Few places illustrate the growing synergy between mainstream and alternative health systems than Bangkok’s Vitallife Wellness Center. “Everything that’s done here is very much on a customised basis,” says Nollada Sirisamphan, its communications officer.
Indeed, as she speaks a trio of staffers are carefully tucking away pills in small plastic bags. The pills aren’t standard prescription fare, but vegan capsules containing everything from calcium and magnesium to vitamin E and zinc.
While Vitallife, with its holistic approach to health, may appear non-mainstream, the clinic is actually owned by neighbouring Bumrungrad International Hospital.
Another form of naturopathic healthcare making mainstream inroads is traditional Chinese medicine. Hospitals such as Bangkok General, Siriraj and Yanhee have added onsite clinics to their customary facilities and report a growing interest among patients, especially Thais.
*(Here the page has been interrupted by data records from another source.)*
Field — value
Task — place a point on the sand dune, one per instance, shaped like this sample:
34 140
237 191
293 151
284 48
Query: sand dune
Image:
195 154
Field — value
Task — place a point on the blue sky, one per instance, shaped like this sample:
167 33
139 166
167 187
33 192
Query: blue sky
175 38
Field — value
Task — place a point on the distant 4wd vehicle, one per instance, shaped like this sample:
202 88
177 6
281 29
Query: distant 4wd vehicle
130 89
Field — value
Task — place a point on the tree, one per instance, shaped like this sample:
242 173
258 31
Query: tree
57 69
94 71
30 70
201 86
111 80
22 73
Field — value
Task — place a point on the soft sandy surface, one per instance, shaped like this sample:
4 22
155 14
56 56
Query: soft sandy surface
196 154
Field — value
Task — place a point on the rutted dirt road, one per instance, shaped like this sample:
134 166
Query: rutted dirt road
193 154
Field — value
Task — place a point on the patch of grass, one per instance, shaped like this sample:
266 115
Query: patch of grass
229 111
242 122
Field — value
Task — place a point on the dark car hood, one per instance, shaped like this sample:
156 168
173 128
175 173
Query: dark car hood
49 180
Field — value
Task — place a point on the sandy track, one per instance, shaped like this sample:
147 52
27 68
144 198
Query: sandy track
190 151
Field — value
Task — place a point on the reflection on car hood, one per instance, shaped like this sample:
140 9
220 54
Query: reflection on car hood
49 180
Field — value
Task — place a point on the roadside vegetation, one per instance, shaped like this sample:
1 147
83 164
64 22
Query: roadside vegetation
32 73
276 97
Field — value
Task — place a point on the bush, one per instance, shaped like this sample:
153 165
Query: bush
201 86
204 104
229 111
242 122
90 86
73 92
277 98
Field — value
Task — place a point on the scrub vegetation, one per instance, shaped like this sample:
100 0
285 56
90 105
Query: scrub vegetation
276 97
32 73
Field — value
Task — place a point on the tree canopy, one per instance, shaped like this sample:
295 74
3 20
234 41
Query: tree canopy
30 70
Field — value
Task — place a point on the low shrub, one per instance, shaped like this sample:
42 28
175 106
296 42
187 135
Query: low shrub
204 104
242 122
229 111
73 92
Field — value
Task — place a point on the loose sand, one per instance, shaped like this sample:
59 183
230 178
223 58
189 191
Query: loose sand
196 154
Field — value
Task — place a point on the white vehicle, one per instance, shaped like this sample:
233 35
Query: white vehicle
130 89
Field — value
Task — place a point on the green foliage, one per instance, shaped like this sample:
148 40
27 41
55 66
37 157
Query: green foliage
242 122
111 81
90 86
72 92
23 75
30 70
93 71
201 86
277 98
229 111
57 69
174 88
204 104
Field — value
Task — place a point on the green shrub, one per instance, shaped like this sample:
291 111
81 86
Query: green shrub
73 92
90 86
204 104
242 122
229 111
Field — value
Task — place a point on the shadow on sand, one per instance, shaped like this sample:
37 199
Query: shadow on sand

The herbs used for traditional medicineTraditional Thai medicine, which is derived from Chinese medicine, Indian ayurvedic, indigenous healing and astrological traditions, has also blossomed in recent years. The fact that naturopathy, in all its myriad forms, is shrugging off its label as an “alternative” treatment may be the healthiest indicator for the industry’s future.
“The industry will steadily become more mainstream, and less focused on the element of ‘indulgence’ and more on the element of ‘health and necessity’,” observes Andrew Jacka of the Thai Spa association. “Eventually it could even be absorbed into the broader healthcare industry, and be seen as an area of specialisation, just as dentistry or plastic surgery are today.”